The Rhode Island Foundation is a unique financial steward. On the one hand, we must be banklike, to ensure that the charitable dollars entrusted to us are available in perpetuity. That requires long-term investment strategies and unusual stability.
On the other hand, the Foundation wants to maximize dollars available today so that our endowment holders and Board can distribute much-needed resources to meet community needs.
Happily, our sophisticated investment efforts and the new endowment partners who join the Foundation each year, have made both responsibilities possible.
Since 1994, the Foundation has been steadily diversifying asset allocation and setting higher performance standards for investment managers. The Foundation has increased the proportion of equities in the mix and has included emerging markets and global fixed income assets in our portfolio. Despite the significant ups and downs of the market in the late 1990s and early 2000s, the Board and staff are confident that we are better positioned than ever before.

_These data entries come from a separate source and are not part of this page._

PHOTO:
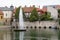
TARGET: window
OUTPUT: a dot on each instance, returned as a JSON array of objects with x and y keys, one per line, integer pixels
[
  {"x": 6, "y": 14},
  {"x": 1, "y": 17}
]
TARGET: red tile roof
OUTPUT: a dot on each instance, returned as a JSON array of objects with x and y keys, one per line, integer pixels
[
  {"x": 29, "y": 9},
  {"x": 1, "y": 13}
]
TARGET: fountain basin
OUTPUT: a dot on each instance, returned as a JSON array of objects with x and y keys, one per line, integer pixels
[{"x": 19, "y": 30}]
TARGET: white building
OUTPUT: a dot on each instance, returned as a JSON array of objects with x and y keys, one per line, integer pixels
[
  {"x": 53, "y": 11},
  {"x": 7, "y": 13}
]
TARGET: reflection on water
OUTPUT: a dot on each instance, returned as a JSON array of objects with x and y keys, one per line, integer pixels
[{"x": 42, "y": 34}]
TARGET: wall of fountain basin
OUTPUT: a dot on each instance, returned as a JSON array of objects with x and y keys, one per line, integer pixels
[{"x": 40, "y": 25}]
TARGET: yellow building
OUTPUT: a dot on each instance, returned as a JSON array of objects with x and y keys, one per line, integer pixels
[{"x": 1, "y": 16}]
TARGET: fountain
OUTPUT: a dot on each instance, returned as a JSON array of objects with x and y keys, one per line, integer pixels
[
  {"x": 21, "y": 24},
  {"x": 21, "y": 28}
]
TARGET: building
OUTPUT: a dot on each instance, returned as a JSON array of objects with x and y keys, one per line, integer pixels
[
  {"x": 28, "y": 10},
  {"x": 7, "y": 13},
  {"x": 1, "y": 16},
  {"x": 53, "y": 11}
]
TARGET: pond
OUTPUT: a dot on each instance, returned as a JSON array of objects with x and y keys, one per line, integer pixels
[{"x": 42, "y": 34}]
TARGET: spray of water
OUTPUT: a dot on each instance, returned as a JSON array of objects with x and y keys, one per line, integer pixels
[{"x": 21, "y": 24}]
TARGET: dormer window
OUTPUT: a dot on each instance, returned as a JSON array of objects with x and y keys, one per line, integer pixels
[{"x": 6, "y": 14}]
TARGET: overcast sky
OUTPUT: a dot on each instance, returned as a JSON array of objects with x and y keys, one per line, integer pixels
[{"x": 28, "y": 2}]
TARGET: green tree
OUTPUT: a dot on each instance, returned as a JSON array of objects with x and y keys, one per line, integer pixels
[
  {"x": 33, "y": 34},
  {"x": 17, "y": 13},
  {"x": 58, "y": 12},
  {"x": 34, "y": 15}
]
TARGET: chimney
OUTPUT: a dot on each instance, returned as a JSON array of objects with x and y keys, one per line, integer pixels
[
  {"x": 25, "y": 6},
  {"x": 33, "y": 5},
  {"x": 39, "y": 6},
  {"x": 30, "y": 5}
]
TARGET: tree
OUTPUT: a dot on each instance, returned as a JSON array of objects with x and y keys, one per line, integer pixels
[
  {"x": 34, "y": 15},
  {"x": 45, "y": 16},
  {"x": 33, "y": 34},
  {"x": 58, "y": 12},
  {"x": 17, "y": 13}
]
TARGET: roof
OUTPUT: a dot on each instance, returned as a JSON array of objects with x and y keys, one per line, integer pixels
[
  {"x": 1, "y": 13},
  {"x": 5, "y": 9},
  {"x": 29, "y": 9}
]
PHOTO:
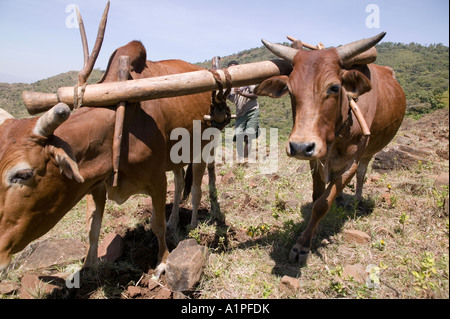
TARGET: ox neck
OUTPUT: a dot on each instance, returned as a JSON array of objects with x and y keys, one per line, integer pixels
[{"x": 344, "y": 118}]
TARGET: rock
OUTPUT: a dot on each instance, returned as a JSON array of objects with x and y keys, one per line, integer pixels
[
  {"x": 399, "y": 156},
  {"x": 178, "y": 295},
  {"x": 56, "y": 252},
  {"x": 152, "y": 284},
  {"x": 291, "y": 204},
  {"x": 356, "y": 236},
  {"x": 185, "y": 265},
  {"x": 37, "y": 287},
  {"x": 8, "y": 287},
  {"x": 111, "y": 247},
  {"x": 163, "y": 293},
  {"x": 441, "y": 181},
  {"x": 228, "y": 178},
  {"x": 134, "y": 291},
  {"x": 289, "y": 284},
  {"x": 357, "y": 272}
]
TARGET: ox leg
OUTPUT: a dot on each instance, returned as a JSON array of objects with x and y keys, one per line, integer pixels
[
  {"x": 300, "y": 252},
  {"x": 94, "y": 213},
  {"x": 360, "y": 175},
  {"x": 318, "y": 183},
  {"x": 198, "y": 170},
  {"x": 174, "y": 219},
  {"x": 158, "y": 221}
]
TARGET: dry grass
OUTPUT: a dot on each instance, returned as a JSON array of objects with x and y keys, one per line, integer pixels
[{"x": 402, "y": 211}]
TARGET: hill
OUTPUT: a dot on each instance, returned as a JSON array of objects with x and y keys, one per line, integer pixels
[
  {"x": 11, "y": 94},
  {"x": 423, "y": 72}
]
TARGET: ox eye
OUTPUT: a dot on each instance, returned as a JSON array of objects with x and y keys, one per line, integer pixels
[
  {"x": 22, "y": 175},
  {"x": 334, "y": 89}
]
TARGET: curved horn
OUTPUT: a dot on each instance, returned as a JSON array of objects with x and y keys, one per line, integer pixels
[
  {"x": 350, "y": 50},
  {"x": 282, "y": 51},
  {"x": 4, "y": 116},
  {"x": 49, "y": 122}
]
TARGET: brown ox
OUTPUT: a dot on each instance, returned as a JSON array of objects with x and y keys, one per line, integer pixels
[
  {"x": 46, "y": 167},
  {"x": 325, "y": 131}
]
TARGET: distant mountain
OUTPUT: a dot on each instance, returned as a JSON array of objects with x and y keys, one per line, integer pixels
[
  {"x": 423, "y": 72},
  {"x": 11, "y": 93},
  {"x": 10, "y": 78}
]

The Foundation maintains a commitment to a total return investment philosophy, including a 5.5% spending limit, to ensure the ongoing viability of funds. Any investment return earned over the spending limit is added to principal, thus combating inflation, overcoming down markets, and even growing endowments, all for the benefit of grantees.
Often "behind the scenes" in a discussion of philanthropy, managing the Foundation’s growing asset base is a key component of stewardship in philanthropy. The groundwork has been laid for an even more promising future.